Identifying antibiotic susceptibility of bacteria with an inkjet printer?

By Liz Meszaros, MDLinx
Published July 18, 2016

Key Takeaways

Using inkjet printing technology, researchers at Beth Israel Deaconess Medical Center (BIDMC) have found a way to quickly and accurately test multi-drug resistant bacteria for susceptibility to antibiotics in a clinical setting, according to their results, to be published in the September issue of the Journal of Clinical Microbiology, which are available online.

Currently, the gold standard of susceptibility testing involves specialized laboratories that perform microdilution susceptibility testing, a process that can lead to days of delays before therapy can be chosen and initiated.

“The time between starting empiric therapy and starting directed therapy is what we in my laboratory call the antimicrobial testing gap,” said James Kirby, MD, Director of the Clinical Microbiology Laboratory at BIDMC, and associate professor, pathology, Harvard Medical School, both in Boston, MA.

“If a doctor’s initial guess is good, patients generally do well. Physicians’ initial predictions used to be very good because the susceptibility of our pathogens was predictable; however, with the emergence of multi-drug resistance, our instincts are increasingly wrong,” he added.

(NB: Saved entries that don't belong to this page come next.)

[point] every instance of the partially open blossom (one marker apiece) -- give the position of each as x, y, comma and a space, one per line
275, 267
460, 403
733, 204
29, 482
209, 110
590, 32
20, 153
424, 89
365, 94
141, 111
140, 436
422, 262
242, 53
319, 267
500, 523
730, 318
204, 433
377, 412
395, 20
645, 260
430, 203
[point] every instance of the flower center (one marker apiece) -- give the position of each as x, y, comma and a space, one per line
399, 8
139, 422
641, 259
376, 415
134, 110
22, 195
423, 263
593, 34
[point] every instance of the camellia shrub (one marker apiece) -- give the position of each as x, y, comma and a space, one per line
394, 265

Dr. Kirby and colleagues in his lab have endeavored to reduce this testing gap, and have applied and validated a novel technology that uses inkjet printer technology to print out droplets of antimicrobial compound, with the printed drops varying in size up to a million-fold. “With this technology, the assay can be set up in a minute or so, and testing multiple drugs for multiple patients requires minimal additional effort,” said first author Kenneth Smith, PhD, a postdoctoral fellow at BIDMC.

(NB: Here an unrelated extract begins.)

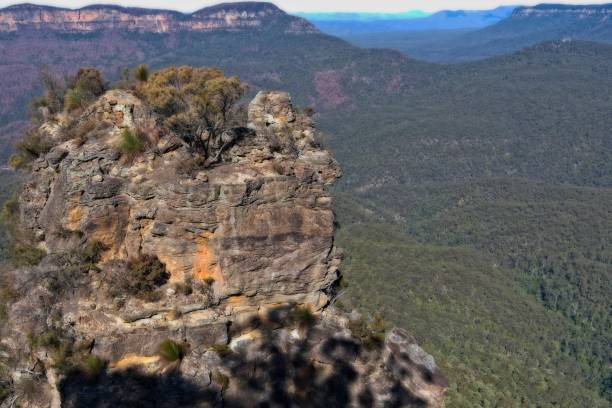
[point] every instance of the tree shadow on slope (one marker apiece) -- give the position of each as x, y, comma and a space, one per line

For their assessments, these researchers verified the performance of this method via testing Enterobacteriaceae for its susceptibility to ampicillin, cefazolin, ciprofloxacin, colistin, gentamicin, meropenem, and tetracycline, comparing this to a broth microdilution reference standard.

Drs. Kirby, Smith, and colleagues found an essential agreement of 96.8% and categorical agreement of 98.3%, and significantly fewer D300-based measurements that were outside ±1 dilution from the modal MIC, which suggests enhanced reproducibility.

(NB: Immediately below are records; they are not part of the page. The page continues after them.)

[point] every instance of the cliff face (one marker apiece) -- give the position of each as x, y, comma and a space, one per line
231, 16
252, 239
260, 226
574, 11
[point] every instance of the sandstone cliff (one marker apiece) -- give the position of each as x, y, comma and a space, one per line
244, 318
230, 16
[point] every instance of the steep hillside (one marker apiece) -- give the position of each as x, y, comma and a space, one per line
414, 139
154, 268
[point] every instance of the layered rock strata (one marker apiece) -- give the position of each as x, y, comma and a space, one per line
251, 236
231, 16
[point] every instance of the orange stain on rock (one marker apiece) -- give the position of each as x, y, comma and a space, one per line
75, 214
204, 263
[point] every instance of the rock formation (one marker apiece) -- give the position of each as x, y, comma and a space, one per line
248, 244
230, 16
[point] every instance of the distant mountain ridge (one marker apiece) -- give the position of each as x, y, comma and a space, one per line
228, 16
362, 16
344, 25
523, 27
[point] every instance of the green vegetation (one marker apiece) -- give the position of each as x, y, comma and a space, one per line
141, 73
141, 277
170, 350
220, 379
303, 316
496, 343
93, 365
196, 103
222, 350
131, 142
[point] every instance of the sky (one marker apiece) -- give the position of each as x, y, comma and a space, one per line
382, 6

They performed accuracy studies using a panel of 80 curated clinical isolates, and found:

  • essential and categorical agreement: 94% and 96.6%, respectively;
  • very major errors: 0%;
  • major errors: 0%, and;
  • minor errors: 3.4%.

“We believe that our methodology will bring testing for multi-drug resistant pathogens back into clinical laboratories at the site of patient care. Testing at the site of patient care will significantly decrease the antimicrobial testing gap and allow therapy to be directed in a timely fashion against multi-drug resistant pathogens,” concluded Dr. Smith.  

This work was supported, in part, by the National Institute of Allergy and Infectious Diseases of the National Institutes of Health under award numbers R21AI119114 and R21AI112694 to Kirby.